Que le doute soit levé à ce début de paragraphe ! Le taux d’achèvement du cycle primaire dépasse 88 % et ce, depuis l’année 2022. Un chiffre qui marque une évolution significative dans la trajectoire du système éducatif national.

Le score, loin d’être anecdotique, traduit une amélioration tangible de la capacité du pays à accompagner les enfants non seulement vers l’école, mais jusqu’au terme de leur parcours fondamental. Le primaire, ce premier bain pour les enfants, les retient autant que faire se peut.

L’achèvement des classes du primaire (CP1, CP2, CE1, CE2, CM1 et CM2) constitue un indicateur stratégique. Il mesure la proportion d’élèves qui parviennent à terminer l’ensemble du cycle, au-delà de la simple inscription en première année.

Dépasser le seuil de 88 % signifie que la majorité des enfants entament et concluent leur scolarité primaire, franchissant ainsi une étape décisive vers l’alphabétisation durable et l’acquisition des compétences de base.

Succession de bonnes réalisations

Le taux d’achèvement du primaire était de 88,60 % en 2022. L’année suivante, soit en 2023, il est légèrement monté, s’établissant à 88,8 %. Ce taux a évolué de 88,8 % en 2023 à 94,60 % en 2024. Pour l’année 2025, le gouvernement tablait sur un chiffre de 121,70 %.

Ces progressions résultent d’efforts cumulés : multiplication des infrastructures scolaires, amélioration du maillage territorial, recrutement d’enseignants et renforcement des dispositifs d’accompagnement des familles vulnérables. Les politiques de gratuité ou d’allègement des charges scolaires contribuent également à limiter les abandons précoces.

Pour les enfants, l’achèvement du primaire ouvre la voie à la poursuite des études secondaires et accroît les perspectives d’insertion professionnelle future. Un enfant qui termine le primaire dispose d’un socle minimal de compétences en lecture, en écriture et en calcul, indispensables à toute participation active à la vie économique et citoyenne.

Sur le plan national, un taux supérieur à 88 % renforce le capital humain. Il prépare une génération mieux outillée pour répondre aux exigences d’une économie en mutation. L’investissement éducatif se traduit à moyen et long terme par une productivité accrue, une capacité d’innovation élargie et une meilleure adaptation aux évolutions technologiques.

La qualité, point crucial

L’enjeu ne se limite pas à la quantité. La qualité des apprentissages demeure tout aussi essentielle. Achever le primaire doit s’accompagner d’un niveau satisfaisant de maîtrise des compétences fondamentales. La formation continue des enseignants, l’actualisation des programmes (avec l’introduction de l’anglais) et l’accès à des supports pédagogiques adaptés conditionnent la consolidation de ces acquis.

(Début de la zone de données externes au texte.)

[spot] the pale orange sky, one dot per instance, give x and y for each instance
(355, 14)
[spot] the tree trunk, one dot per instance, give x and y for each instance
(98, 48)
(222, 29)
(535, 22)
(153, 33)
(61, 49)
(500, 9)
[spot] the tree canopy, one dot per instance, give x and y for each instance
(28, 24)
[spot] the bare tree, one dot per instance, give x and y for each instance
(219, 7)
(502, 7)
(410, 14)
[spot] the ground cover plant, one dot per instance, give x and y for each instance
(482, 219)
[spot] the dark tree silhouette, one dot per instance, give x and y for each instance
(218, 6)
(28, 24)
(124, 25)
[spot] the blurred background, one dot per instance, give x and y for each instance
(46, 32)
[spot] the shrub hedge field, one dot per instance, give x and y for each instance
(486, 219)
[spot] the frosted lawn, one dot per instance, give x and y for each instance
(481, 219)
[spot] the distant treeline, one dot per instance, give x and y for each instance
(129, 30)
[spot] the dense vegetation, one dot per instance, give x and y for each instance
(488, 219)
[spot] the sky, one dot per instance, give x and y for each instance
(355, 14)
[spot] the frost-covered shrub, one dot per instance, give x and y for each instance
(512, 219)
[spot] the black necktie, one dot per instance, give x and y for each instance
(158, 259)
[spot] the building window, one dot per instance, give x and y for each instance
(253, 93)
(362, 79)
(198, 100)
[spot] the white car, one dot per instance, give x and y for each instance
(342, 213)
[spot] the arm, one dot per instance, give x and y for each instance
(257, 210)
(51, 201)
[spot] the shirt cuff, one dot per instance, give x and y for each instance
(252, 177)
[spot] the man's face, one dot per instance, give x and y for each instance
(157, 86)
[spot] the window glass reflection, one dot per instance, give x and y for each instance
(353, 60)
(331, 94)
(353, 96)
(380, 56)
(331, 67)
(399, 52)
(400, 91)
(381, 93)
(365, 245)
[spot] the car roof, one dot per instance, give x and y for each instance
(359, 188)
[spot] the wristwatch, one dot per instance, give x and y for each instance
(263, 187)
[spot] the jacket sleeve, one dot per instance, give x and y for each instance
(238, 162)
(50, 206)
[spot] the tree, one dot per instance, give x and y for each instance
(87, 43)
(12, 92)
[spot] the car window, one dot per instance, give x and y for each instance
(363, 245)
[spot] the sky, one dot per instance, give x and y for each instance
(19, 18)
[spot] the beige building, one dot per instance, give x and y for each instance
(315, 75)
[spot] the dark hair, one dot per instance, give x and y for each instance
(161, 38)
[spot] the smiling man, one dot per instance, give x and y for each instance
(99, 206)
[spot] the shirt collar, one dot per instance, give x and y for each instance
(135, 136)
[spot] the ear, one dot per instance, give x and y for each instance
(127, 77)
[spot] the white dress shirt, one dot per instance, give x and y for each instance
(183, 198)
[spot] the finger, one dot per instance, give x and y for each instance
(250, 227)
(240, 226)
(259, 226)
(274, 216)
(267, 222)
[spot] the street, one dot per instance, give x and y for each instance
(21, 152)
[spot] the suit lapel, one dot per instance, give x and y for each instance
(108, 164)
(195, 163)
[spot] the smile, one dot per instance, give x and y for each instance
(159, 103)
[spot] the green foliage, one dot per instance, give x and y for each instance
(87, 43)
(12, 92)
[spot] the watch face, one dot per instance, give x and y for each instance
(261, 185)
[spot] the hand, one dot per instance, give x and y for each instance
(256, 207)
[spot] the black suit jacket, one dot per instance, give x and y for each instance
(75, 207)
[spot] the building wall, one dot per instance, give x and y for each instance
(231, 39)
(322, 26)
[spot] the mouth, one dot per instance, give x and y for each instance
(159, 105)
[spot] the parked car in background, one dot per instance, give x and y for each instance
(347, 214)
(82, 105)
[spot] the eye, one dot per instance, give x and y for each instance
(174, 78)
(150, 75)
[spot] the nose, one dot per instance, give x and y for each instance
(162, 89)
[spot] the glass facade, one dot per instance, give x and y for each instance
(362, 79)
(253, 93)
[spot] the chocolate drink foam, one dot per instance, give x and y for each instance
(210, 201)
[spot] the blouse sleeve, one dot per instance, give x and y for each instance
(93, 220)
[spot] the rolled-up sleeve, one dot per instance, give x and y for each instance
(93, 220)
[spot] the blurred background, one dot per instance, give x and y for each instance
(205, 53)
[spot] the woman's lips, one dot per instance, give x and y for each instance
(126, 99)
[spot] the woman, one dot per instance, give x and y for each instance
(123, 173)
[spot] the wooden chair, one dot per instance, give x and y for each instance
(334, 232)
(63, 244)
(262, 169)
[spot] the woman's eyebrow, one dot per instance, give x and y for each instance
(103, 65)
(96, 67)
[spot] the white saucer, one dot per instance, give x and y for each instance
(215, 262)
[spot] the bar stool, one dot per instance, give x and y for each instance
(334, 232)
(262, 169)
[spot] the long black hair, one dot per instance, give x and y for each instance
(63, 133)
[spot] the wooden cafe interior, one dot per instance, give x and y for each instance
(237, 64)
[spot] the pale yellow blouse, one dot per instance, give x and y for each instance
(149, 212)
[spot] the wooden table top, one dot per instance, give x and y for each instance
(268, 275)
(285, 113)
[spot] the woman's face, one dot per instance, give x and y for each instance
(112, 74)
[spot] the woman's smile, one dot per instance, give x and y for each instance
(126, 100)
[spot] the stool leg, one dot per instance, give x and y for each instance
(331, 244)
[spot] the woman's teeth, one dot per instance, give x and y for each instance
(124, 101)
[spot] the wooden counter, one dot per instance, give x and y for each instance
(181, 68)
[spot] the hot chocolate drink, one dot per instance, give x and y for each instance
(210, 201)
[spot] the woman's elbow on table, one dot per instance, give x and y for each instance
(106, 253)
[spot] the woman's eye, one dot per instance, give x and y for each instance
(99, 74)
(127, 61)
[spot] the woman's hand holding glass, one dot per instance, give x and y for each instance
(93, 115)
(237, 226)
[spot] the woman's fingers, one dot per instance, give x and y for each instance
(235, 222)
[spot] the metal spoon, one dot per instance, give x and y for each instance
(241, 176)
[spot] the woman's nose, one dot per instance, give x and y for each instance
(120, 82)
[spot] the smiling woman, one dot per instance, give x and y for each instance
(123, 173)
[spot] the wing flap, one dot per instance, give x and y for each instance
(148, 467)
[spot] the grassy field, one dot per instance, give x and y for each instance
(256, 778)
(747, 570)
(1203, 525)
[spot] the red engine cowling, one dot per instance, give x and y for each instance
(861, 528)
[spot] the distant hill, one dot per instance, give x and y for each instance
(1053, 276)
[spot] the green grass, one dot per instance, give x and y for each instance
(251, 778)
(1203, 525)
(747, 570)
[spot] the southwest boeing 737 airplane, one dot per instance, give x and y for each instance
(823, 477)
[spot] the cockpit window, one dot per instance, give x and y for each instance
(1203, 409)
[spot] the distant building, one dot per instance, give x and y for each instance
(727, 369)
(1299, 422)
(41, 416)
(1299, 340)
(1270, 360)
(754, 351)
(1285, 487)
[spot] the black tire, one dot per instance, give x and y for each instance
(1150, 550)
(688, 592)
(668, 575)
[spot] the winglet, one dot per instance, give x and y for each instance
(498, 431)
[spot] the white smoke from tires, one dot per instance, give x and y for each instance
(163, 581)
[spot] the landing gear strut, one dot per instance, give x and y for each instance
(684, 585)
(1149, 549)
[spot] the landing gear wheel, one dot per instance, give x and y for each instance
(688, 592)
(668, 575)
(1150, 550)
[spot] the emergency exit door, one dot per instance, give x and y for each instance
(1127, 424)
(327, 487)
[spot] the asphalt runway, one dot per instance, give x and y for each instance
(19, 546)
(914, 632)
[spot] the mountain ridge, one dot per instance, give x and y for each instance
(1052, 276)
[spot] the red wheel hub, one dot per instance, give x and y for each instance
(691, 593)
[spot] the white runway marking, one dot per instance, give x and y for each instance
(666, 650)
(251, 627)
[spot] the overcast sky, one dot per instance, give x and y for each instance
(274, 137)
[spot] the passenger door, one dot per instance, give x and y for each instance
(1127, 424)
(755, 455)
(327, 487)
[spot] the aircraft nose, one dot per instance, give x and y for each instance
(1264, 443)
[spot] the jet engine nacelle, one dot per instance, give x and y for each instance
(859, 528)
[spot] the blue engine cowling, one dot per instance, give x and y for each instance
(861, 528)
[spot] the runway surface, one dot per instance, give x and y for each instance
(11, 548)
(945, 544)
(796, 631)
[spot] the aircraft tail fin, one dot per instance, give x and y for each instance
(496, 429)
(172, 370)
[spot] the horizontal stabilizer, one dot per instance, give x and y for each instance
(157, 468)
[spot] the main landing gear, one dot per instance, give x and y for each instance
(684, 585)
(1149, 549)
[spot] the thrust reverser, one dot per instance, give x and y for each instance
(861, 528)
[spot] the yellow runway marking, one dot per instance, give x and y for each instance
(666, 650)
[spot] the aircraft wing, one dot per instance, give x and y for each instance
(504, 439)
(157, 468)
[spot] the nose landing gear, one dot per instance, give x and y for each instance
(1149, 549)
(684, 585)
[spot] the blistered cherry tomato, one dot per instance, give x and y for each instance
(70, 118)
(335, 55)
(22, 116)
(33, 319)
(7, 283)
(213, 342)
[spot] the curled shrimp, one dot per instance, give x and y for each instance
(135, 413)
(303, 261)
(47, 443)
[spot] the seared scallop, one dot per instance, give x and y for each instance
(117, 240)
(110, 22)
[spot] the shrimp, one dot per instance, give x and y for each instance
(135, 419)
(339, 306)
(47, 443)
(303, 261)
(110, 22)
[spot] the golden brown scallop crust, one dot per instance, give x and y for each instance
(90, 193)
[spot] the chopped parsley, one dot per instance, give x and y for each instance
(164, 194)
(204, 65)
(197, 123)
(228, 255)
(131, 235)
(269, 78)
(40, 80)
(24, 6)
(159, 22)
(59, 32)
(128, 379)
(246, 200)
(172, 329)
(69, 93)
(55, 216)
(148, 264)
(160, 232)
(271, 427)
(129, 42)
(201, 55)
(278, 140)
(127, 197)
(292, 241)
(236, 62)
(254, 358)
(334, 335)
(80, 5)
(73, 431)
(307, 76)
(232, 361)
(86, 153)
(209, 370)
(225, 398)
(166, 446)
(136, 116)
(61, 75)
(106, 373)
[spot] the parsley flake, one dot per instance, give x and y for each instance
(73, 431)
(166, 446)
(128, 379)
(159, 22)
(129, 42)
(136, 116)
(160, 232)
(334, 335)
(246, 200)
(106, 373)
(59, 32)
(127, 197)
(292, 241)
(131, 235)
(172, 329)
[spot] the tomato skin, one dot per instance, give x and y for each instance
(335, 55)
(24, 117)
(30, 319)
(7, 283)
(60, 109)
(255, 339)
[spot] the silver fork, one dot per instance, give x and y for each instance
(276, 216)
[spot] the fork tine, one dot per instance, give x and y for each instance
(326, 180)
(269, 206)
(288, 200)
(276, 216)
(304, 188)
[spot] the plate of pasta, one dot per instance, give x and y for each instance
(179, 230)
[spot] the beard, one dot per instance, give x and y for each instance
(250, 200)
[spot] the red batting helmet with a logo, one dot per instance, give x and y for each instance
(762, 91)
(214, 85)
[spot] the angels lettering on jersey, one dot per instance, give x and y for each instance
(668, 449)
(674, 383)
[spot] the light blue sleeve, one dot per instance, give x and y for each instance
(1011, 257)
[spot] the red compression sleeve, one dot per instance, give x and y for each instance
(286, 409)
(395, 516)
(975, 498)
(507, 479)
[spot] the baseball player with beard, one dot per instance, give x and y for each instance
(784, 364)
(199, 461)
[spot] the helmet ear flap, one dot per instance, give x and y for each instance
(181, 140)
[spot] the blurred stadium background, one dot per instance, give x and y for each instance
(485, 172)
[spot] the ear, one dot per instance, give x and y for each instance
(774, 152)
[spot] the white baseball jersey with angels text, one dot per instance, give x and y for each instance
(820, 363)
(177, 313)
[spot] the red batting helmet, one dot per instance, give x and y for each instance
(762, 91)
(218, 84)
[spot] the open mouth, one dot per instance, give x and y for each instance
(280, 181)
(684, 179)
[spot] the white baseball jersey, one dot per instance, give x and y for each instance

Également, maintenir un taux élevé d’achèvement suppose de soutenir les zones rurales, les communautés éloignées et les familles en situation de précarité. Le ministère de l’Éducation nationale a été doté d’un budget prévisionnel de 212 milliards de francs CFA en 2026. Cela en dit long sur l’importance qui lui est accordée et qui le sera toujours.